ABD ve İngiltere'de birbirini takip eden tutarlı içtihatlarla oluşmuş bir hukuk sitemi var ve dolayısıyla mahkeme kararları tamamen öngörülebilir durumda. Bu ülkelerde hukuki ihtilafı bir avukata anlatırsanız o avukat daha dava açılmadan davanın nasıl sonuçlanacağını %99 kesinlikte söyleyebilir size. Mesela kırmızı ışıkta geçip yayaya çarpıp kolunu kıran biri için açılacak davada hükmedilecek tazminatın miktarını bile aşağı yukarı tahmin etmek mümkündür. Dolayısıyla gerek davacı gerek davalı dava sonunda ne karar çıkacağı biliyor.

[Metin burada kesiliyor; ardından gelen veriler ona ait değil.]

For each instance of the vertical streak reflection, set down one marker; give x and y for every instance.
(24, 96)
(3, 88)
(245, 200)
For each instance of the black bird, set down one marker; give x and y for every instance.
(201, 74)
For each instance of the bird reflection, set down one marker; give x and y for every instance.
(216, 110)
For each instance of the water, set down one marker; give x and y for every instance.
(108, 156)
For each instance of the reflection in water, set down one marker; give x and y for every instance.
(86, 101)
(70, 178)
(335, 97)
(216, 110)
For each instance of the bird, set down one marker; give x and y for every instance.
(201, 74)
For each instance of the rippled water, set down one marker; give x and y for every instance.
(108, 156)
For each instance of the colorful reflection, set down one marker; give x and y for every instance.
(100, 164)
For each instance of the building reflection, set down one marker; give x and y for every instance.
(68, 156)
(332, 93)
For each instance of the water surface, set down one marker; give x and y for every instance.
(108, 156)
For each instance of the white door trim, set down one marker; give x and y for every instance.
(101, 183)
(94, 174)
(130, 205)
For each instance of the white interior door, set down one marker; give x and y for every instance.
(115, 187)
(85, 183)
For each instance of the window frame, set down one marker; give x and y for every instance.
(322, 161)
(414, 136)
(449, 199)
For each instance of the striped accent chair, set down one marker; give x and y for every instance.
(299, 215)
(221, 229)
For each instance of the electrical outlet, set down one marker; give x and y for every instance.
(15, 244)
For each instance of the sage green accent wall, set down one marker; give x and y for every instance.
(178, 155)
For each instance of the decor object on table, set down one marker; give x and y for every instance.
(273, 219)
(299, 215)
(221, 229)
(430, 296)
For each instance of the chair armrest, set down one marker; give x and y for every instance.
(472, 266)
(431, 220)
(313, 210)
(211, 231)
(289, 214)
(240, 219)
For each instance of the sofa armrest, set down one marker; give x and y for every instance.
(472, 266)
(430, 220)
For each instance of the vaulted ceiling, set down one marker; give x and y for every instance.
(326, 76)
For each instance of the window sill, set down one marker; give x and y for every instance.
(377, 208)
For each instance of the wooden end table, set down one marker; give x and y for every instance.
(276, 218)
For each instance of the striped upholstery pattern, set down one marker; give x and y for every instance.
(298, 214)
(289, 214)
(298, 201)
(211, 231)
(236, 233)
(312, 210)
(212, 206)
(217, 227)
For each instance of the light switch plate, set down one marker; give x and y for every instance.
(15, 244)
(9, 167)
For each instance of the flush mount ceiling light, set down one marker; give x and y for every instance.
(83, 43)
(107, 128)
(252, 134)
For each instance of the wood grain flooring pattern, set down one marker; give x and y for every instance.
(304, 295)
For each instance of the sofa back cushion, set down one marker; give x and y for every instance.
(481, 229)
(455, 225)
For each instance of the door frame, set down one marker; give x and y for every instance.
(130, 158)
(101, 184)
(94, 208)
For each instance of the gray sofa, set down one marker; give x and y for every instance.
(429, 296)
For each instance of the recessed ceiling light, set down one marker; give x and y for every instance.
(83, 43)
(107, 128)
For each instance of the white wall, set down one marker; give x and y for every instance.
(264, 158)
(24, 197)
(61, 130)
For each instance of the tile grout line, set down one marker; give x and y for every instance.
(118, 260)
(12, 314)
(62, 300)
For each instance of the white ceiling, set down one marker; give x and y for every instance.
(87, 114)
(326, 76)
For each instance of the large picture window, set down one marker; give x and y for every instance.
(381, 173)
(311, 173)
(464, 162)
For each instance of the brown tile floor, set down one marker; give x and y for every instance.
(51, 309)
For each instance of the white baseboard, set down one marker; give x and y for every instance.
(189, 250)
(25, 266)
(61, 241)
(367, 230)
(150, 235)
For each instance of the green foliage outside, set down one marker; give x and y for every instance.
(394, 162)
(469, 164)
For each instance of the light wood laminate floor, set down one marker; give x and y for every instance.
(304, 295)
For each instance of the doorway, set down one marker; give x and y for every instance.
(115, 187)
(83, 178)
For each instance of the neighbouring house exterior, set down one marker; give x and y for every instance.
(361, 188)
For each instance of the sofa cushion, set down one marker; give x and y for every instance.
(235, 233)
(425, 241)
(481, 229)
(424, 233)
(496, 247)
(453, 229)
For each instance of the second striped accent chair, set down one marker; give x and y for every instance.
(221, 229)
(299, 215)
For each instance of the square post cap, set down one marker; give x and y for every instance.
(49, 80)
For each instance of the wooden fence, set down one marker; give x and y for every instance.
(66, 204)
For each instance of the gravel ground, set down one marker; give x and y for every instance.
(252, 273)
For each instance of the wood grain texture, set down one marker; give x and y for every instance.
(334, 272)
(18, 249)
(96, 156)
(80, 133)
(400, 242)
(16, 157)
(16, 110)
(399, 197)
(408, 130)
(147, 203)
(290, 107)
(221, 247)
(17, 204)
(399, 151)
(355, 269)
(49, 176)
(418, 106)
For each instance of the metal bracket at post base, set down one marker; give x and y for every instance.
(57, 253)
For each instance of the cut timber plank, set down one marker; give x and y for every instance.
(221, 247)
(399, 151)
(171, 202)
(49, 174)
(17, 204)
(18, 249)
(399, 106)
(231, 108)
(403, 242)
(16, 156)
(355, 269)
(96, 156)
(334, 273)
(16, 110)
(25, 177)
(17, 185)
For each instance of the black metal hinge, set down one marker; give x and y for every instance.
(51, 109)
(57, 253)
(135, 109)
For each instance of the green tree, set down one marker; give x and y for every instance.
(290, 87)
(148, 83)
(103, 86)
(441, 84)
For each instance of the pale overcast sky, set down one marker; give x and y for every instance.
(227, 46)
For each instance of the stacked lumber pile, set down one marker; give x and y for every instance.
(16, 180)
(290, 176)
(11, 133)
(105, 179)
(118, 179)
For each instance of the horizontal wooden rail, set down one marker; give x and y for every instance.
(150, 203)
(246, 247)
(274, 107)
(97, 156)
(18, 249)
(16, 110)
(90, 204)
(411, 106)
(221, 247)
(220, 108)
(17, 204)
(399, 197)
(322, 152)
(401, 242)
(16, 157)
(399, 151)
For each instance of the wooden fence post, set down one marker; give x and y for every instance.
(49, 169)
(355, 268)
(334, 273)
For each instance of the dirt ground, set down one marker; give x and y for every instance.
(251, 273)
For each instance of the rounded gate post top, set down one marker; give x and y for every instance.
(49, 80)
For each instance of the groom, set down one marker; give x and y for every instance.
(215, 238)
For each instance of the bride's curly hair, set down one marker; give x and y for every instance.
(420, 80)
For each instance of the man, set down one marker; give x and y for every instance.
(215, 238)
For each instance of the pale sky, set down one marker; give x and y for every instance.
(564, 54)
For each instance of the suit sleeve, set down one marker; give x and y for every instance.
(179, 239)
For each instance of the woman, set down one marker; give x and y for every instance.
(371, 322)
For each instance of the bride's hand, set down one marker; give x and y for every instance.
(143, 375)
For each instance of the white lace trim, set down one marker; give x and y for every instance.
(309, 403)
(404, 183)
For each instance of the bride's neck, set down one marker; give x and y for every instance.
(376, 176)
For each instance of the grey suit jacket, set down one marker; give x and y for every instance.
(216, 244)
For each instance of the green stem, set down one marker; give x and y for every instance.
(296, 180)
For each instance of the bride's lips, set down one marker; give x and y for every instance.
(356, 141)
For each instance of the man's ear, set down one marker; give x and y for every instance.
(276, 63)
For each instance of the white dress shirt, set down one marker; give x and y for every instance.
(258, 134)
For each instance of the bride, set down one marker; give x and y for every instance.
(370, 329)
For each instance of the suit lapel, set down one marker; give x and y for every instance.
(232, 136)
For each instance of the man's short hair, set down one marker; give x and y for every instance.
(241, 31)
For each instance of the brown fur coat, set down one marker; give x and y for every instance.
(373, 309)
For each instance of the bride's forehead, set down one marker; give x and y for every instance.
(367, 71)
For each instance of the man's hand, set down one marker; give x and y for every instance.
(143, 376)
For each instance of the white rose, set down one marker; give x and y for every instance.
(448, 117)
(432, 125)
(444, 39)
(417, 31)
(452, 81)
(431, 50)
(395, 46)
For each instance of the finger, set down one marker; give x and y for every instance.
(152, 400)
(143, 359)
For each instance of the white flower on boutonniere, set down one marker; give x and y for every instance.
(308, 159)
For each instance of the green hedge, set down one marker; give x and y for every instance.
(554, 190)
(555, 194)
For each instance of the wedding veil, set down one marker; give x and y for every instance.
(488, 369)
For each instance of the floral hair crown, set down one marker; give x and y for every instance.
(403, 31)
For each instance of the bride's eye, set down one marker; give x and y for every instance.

Örneğin davacı ve davalı dava sonunda $500,000 tazminat çıkacağını tahmin ediyorsa davacı, davalıya daha duruşmalar başlamadan $400,000 teklif ediyor. Niye bu teklifi yapıyor çünkü sonucu öngörüyor, öngörmese bu teklifi yapar mı? Davacı da bakıyor ve eğer duruşma aşamasına geçilirse dava 2-3 yıl sürecek, davayı kazanacak ama para 3 yıl sonra gelecek. O da şimdi alınacak $450,000 3 yıl sonra gelecek $500,000'dan iyidir diye $450,000 karşı teklif yapıyor ve karşılıklı müzakereler sonrasında taraflar $425,000'da anlaşıyor.
Dolayısıyla uzlaşmanın temeli, davalının daha az ödeme, davacının ise hızlı ödeme alma motivasyonudur. Türkiye'de hangi davadan ne karar çıkacağı belli değil. Bırakın dava sonunda ne rakama hükmedileceğini, davacının davayı kazanıp kazanamayacağını bile taraflar öngöremiyor. Bizde dava sonucu genelde bir soru işareti.
Hukuk belirsiz, mahkeme kararları öngörülemez olduğu için Türkiye'de uzlaşma çalışmıyor. Arabuluculuk kurumu ise yargı sürecini uzatmaktan, gereksiz emek, zaman ve para kaybından başka bir işe yaramıyor. Mevcut haliyle arabuluculuğun zararının faydasından çok olduğunu ve kaldırılması gerektiğini düşünüyorum.
Bu arada şöyle bir soru akla gelebilir: açılan davaların tamamına yakını uzlaşma ile sonuçlanıyorsa avukatlar nasıl para kazanıyor? Davanın duruşma öncesi (pre-trial) aşamasını yani dilekçeler teatisini, duruşma öncesi toplantıları ve uzlaşma müzakerelerini avukatlar takip ediyor ve bu iş için ücret alıyorlar. Uzlaşma olduğunda da avukatlar ayrıca ücret alıyor.